U.S. President Donald Trump several times tweeted his support for the demonstrators, saying Wednesday, "Such respect for the people of Iran as they try to take back their corrupt government. You will see great support from the United States at the appropriate time!"
Trump is faced next week with a decision on whether to continue to waive sanctions against Iran that were suspended under the 2015 international agreement to curb Iran's nuclear weapons development. Trump has repeatedly attacked the agreement and assailed Tehran's military actions in Syria, Iran and Yemen.
Top Iranian leaders, including Khamenei, have blamed foreign governments for driving the protests.
Iran's U.N. ambassador, Gholamali Khoshroo, sent a letter Wednesday to the U.N. Security Council and U.N. chief Antonio Guterres saying that in "numerous absurd tweets" Trump and U.S. Vice President Mike Pence were "inciting Iranians to engage in disruptive acts."
"The current U.S. administration has crossed every limit in flouting rules and principles of international law governing the civilized conduct of international relations," Khoshroo wrote.
The U.S. delegation has asked the Security Council to hold an emergency meeting to discuss the protests, but so far none has been scheduled.
Meanwhile, Pence, in an interview with VOA, cited what he called Trump's "unapologetic willingness" to back the protesters.
"I know it is giving hope to the people on the streets of those cities across that country and we’re going to continue to support them in not just verbally, but as they bring about change in their country, I can assure you the United States and the wider world stands with the people of Iran who want a better and more prosperous and freer future," he said.
Germany, which along with the United States and four other world powers reached an agreement in 2015 with Iran to limit its nuclear program in exchange for sanctions relief, expressed concern about the situation in Iran, while saying people must be given a chance to peacefully protest.
"The right to free speech must be upheld," German Foreign Minister Sigmar Gabriel said. "We strongly advise against the use of this inner-Iranian conflict -- which has its background partly in the economy, partly in politics, which we can understand -- to use this conflict internationally."
In Geneva, U.N. High Commissioner for Human Rights Zeid Ra'ad Al Hussein also emphasized the right of Iranians to have their complaints heard and called for all deaths and serious injuries to be investigated.

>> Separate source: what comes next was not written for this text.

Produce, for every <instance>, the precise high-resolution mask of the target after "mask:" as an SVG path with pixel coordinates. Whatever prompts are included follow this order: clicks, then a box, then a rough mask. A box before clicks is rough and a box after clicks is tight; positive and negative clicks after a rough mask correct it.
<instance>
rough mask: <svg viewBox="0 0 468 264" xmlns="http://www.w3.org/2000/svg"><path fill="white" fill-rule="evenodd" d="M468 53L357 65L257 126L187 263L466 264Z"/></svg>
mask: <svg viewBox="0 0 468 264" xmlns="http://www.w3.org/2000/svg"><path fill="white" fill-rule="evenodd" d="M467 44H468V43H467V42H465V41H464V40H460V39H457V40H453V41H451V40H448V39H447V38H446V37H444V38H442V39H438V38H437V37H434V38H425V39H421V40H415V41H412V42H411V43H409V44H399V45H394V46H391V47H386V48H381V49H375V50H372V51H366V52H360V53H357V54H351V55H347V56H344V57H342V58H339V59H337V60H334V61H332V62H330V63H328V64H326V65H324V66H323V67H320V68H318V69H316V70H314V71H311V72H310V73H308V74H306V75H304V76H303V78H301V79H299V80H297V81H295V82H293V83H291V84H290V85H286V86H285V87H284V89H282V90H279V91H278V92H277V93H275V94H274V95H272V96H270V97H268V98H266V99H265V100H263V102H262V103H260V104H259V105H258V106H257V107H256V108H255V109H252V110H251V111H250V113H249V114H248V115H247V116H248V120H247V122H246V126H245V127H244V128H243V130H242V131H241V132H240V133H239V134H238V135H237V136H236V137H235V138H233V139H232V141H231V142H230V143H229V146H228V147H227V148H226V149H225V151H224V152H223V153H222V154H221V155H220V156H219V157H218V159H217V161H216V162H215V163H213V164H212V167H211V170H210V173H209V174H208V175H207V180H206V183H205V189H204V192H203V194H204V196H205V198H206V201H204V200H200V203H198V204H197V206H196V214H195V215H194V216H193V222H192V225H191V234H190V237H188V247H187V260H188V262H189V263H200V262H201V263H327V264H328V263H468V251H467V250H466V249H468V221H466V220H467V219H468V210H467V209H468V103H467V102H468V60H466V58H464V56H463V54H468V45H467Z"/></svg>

He urged authorities to "handle the wave of protests that have taken place around the country with great care so as not to further inflame violence and unrest."
The protests are the biggest outpouring of public discontent with Iran's clerical leaders since 2009 protests against the results of a disputed presidential election.
James Jeffrey, a distinguished fellow at the Washington Institute for Near East Policy and a former diplomat, said the current unrest is not likely to result in an overthrow of the Iranian government but still amounts to a significant problem.
"The underlying sentiment is broadly shared in the population," Jeffrey told VOA. "They have no participation in the economic growth of the country, they see their country involved in all of these foreign adventures in Syria, Lebanon, Yemen, Iraq, Afghanistan, you name it, and they don’t see any benefit to them of that."